“There is a Destiny which has the control of our actions, not to be resisted by the strongest efforts of Human Nature.”
George Washington (February 22, 1732 — December 14, 1799) was an American politician and soldier who served as the first President of the United States from 1789 to 1797 and was one of the Founding Fathers of the United States. He served as Commander-in-Chief of the Continental Army during the American Revolutionary War, and later presided over the 1787 convention that drafted the United States Constitution. He is popularly considered the driving force behind the nation’s establishment and came to be known as the “father of the country,” both during his lifetime and to this day.
Washington was widely admired for his strong leadership qualities and was unanimously elected president by the Electoral College in the first two national elections. He oversaw the creation of a strong, well-financed national government that maintained neutrality in the French Revolutionary Wars, suppressed the Whiskey Rebellion, and won acceptance among Americans of all types.
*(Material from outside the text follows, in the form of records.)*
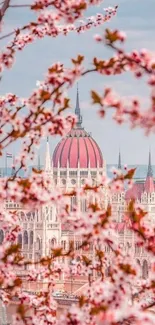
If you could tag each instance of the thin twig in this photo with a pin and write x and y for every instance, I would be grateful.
(5, 6)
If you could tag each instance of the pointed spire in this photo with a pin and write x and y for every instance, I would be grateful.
(149, 171)
(47, 157)
(119, 160)
(77, 110)
(39, 166)
(13, 170)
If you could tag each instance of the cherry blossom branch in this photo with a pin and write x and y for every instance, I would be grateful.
(3, 9)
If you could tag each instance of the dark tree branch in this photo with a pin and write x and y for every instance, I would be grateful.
(3, 9)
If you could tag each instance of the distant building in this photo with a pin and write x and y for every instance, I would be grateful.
(77, 157)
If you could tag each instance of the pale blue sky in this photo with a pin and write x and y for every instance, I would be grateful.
(136, 18)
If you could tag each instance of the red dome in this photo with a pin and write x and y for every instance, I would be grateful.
(77, 146)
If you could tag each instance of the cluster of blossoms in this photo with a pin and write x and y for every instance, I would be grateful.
(105, 301)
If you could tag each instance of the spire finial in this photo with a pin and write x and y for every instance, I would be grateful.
(39, 167)
(13, 167)
(77, 110)
(119, 160)
(47, 157)
(150, 171)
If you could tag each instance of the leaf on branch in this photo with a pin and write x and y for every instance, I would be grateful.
(36, 171)
(126, 268)
(86, 260)
(57, 252)
(79, 60)
(96, 98)
(45, 95)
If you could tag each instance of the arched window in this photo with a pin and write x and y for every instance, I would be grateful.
(31, 237)
(73, 203)
(107, 271)
(53, 242)
(1, 236)
(137, 249)
(145, 270)
(25, 237)
(20, 240)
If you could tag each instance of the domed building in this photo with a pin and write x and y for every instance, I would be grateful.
(77, 156)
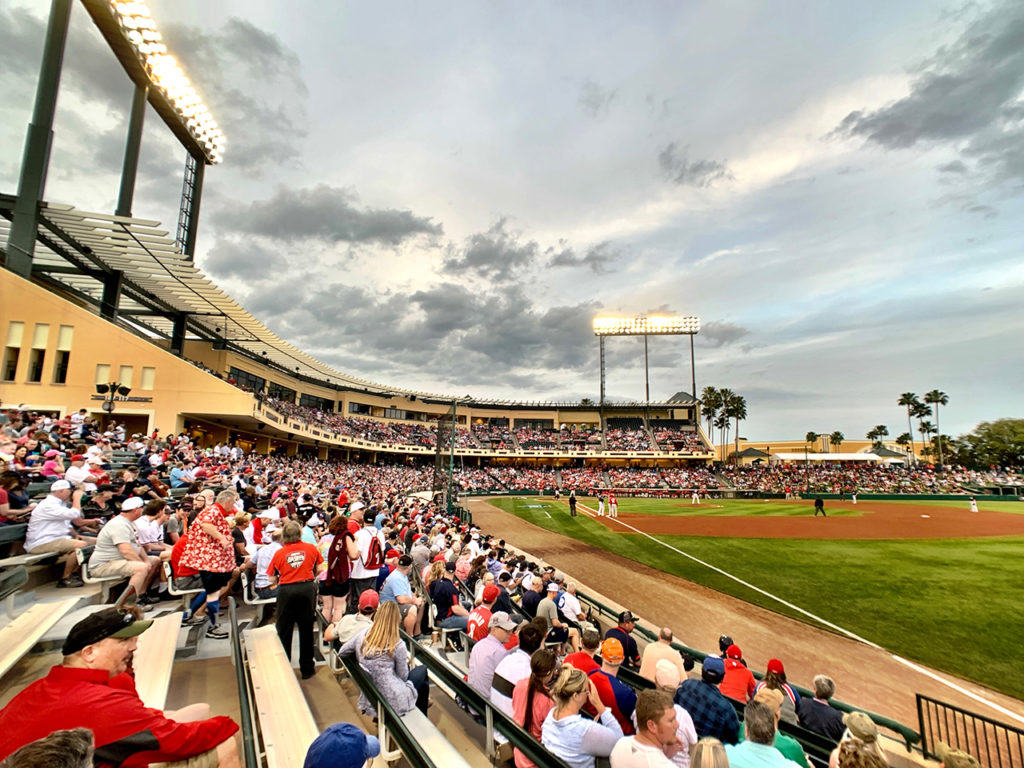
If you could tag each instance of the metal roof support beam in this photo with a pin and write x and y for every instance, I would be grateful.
(134, 141)
(36, 160)
(112, 295)
(178, 335)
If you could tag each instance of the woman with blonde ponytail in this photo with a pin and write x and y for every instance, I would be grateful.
(569, 736)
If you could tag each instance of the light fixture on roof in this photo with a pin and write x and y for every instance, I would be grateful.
(139, 30)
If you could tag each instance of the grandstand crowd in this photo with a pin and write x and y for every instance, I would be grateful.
(353, 543)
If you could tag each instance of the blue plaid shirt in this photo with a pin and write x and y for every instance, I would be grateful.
(712, 713)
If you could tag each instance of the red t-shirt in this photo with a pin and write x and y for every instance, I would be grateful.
(127, 733)
(476, 626)
(295, 562)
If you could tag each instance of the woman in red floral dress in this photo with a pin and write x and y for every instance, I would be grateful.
(211, 551)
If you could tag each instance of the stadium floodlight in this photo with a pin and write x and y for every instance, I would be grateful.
(654, 325)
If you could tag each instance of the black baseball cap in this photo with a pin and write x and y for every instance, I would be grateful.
(101, 625)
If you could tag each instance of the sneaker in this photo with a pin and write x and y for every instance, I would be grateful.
(217, 633)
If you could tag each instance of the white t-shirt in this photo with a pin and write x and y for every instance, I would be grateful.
(631, 754)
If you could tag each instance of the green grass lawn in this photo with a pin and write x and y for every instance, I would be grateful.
(952, 604)
(720, 507)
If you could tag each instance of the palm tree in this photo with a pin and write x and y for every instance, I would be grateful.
(736, 409)
(876, 434)
(927, 429)
(721, 424)
(936, 398)
(909, 399)
(836, 438)
(905, 439)
(921, 412)
(711, 401)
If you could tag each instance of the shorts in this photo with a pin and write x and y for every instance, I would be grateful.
(334, 589)
(558, 635)
(60, 546)
(187, 584)
(214, 581)
(118, 568)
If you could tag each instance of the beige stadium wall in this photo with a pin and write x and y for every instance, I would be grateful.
(169, 387)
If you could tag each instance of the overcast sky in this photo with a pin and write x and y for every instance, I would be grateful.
(441, 196)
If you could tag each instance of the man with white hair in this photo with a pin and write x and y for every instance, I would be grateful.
(51, 528)
(118, 552)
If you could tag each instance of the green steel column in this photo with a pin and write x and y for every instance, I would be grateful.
(134, 141)
(39, 139)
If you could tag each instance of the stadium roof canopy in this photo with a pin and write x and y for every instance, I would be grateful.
(78, 253)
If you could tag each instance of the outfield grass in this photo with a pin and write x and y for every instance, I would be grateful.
(952, 604)
(721, 508)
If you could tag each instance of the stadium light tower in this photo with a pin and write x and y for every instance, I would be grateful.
(134, 39)
(655, 325)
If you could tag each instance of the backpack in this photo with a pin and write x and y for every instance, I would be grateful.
(375, 554)
(337, 559)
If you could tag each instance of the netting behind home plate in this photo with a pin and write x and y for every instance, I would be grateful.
(444, 459)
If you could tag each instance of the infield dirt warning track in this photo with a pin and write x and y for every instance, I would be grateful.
(877, 520)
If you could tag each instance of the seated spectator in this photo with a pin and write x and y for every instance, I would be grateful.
(565, 733)
(787, 745)
(515, 667)
(488, 652)
(397, 589)
(530, 698)
(660, 650)
(385, 658)
(559, 632)
(585, 659)
(351, 625)
(452, 614)
(710, 753)
(617, 696)
(817, 715)
(667, 679)
(738, 682)
(655, 736)
(51, 528)
(757, 751)
(479, 617)
(70, 749)
(775, 679)
(91, 689)
(712, 713)
(118, 552)
(622, 633)
(342, 745)
(859, 726)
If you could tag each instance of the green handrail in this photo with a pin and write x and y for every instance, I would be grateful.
(248, 737)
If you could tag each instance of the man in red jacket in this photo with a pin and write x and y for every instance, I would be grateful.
(94, 689)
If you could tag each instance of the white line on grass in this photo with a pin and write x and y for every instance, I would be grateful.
(837, 628)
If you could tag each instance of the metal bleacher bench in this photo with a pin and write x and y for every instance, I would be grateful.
(155, 657)
(286, 723)
(20, 634)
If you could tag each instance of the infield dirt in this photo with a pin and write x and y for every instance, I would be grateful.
(868, 677)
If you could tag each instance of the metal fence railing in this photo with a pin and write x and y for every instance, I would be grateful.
(995, 744)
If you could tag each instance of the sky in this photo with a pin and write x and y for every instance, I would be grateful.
(442, 196)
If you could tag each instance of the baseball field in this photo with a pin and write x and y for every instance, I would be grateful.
(931, 582)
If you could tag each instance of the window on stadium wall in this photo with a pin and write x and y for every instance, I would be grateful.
(248, 380)
(281, 392)
(321, 403)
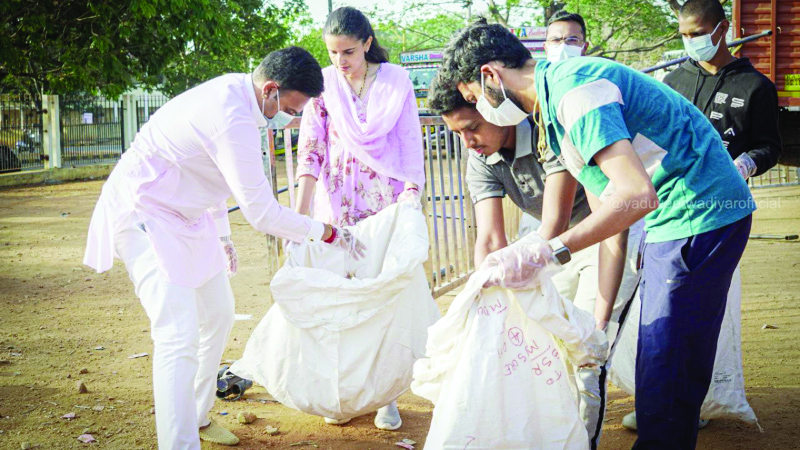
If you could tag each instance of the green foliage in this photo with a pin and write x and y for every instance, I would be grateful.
(313, 42)
(107, 46)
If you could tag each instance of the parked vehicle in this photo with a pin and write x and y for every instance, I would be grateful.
(422, 65)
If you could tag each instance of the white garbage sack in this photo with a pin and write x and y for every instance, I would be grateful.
(343, 335)
(495, 369)
(726, 396)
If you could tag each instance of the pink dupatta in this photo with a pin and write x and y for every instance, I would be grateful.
(368, 141)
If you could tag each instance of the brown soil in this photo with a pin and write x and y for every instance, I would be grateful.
(57, 313)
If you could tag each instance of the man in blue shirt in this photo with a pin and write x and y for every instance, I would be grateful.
(640, 150)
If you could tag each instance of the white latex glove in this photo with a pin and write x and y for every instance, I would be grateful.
(745, 165)
(230, 252)
(516, 266)
(346, 241)
(412, 197)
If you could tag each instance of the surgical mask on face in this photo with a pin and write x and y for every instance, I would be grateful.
(280, 119)
(701, 48)
(506, 115)
(562, 52)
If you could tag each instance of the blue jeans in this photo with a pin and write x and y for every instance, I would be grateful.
(684, 288)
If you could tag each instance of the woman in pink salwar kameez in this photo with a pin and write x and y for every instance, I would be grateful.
(360, 146)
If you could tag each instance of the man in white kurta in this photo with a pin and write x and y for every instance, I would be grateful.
(163, 213)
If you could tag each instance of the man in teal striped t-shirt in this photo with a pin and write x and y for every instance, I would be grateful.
(640, 150)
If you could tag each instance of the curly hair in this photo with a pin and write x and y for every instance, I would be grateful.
(478, 44)
(444, 97)
(710, 11)
(293, 68)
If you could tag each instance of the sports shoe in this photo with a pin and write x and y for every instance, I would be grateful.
(215, 433)
(330, 421)
(629, 422)
(388, 418)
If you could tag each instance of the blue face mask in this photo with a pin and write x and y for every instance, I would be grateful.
(702, 48)
(280, 119)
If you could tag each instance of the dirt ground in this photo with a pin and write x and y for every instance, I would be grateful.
(58, 318)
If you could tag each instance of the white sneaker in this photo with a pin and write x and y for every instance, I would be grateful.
(330, 421)
(388, 418)
(629, 422)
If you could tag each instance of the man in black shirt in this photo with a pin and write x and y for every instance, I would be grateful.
(740, 102)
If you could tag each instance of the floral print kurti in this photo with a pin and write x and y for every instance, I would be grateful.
(347, 191)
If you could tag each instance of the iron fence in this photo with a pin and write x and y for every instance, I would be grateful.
(92, 129)
(20, 133)
(446, 201)
(777, 176)
(146, 105)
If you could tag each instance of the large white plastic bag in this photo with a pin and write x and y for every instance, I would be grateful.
(495, 369)
(726, 395)
(337, 346)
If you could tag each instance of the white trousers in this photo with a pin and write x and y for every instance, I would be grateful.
(189, 328)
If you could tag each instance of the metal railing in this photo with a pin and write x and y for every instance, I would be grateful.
(92, 129)
(20, 133)
(146, 105)
(446, 202)
(777, 176)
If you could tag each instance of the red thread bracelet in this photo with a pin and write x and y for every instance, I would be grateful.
(332, 237)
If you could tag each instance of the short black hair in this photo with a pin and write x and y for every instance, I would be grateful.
(444, 97)
(706, 10)
(293, 68)
(565, 16)
(480, 43)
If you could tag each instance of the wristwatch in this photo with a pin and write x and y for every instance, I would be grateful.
(560, 251)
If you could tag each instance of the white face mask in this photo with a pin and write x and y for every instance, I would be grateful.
(562, 52)
(701, 48)
(506, 115)
(280, 119)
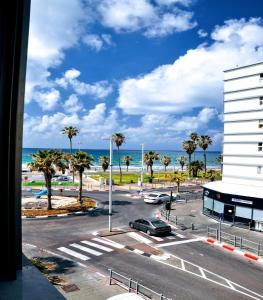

Washington’s incumbency established many precedents still in use today, such as the cabinet system, the inaugural address, and the title Mr. President.
His retirement from office after two terms established a tradition that lasted until 1940 when Franklin Delano Roosevelt won an unprecedented third term. The 22nd Amendment (1951) now limits the president to two elected terms.
He was born into the provincial gentry of Colonial Virginia to a family of wealthy planters who owned tobacco plantations and slaves, which he inherited. In his youth, he became a senior officer in the colonial militia during the first stages of the French and Indian War. In 1775, the Second Continental Congress commissioned him as commander-in-chief of the Continental Army in the American Revolution. In that command, Washington forced the British out of Boston in 1776 but was defeated and nearly captured later that year when he lost New York City.
After crossing the Delaware River in the middle of winter, he defeated the British in two battles (Trenton and Princeton), retook New Jersey, and restored momentum to the Patriot cause. His strategy enabled Continental forces to capture two major British armies at Saratoga in 1777 and Yorktown in 1781. Historians laud Washington for the selection and supervision of his generals; preservation and command of the army; coordination with the Congress, state governors, and their militia; and attention to supplies, logistics, and training. In battle, however, Washington was repeatedly outmaneuvered by British generals with larger armies.
After victory had been finalized in 1783, Washington resigned as commander-in-chief rather than seize power, proving his opposition to dictatorship and his commitment to American republicanism. Washington presided over the Constitutional Convention in 1787, which devised a new form of federal government for the United States.
Following his election as president in 1789, he worked to unify rival factions in the fledgling nation. He supported Alexander Hamilton’s programs to satisfy all debts, federal and state, established a permanent seat of government, implemented an effective tax system, and created a national bank.
In avoiding war with Great Britain, he guaranteed a decade of peace and profitable trade by securing the Jay Treaty in 1795, despite intense opposition from the Jeffersonians. He remained non-partisan, never joining the Federalist Party, although he largely supported its policies. Washington’s Farewell Address was an influential primer on civic virtue, warning against partisanship, sectionalism, and involvement in foreign wars. He retired from the presidency in 1797, returning to his home and plantation at Mount Vernon.
Upon his death, Washington was eulogized as “first in war, first in peace, and first in the hearts of his countrymen” by Representative Henry Lee III of Virginia. He was revered in life and in death; scholarly and public polling consistently ranks him among the top three presidents in American history. He has been depicted and remembered in monuments, public works, currency, and other dedications to the present day.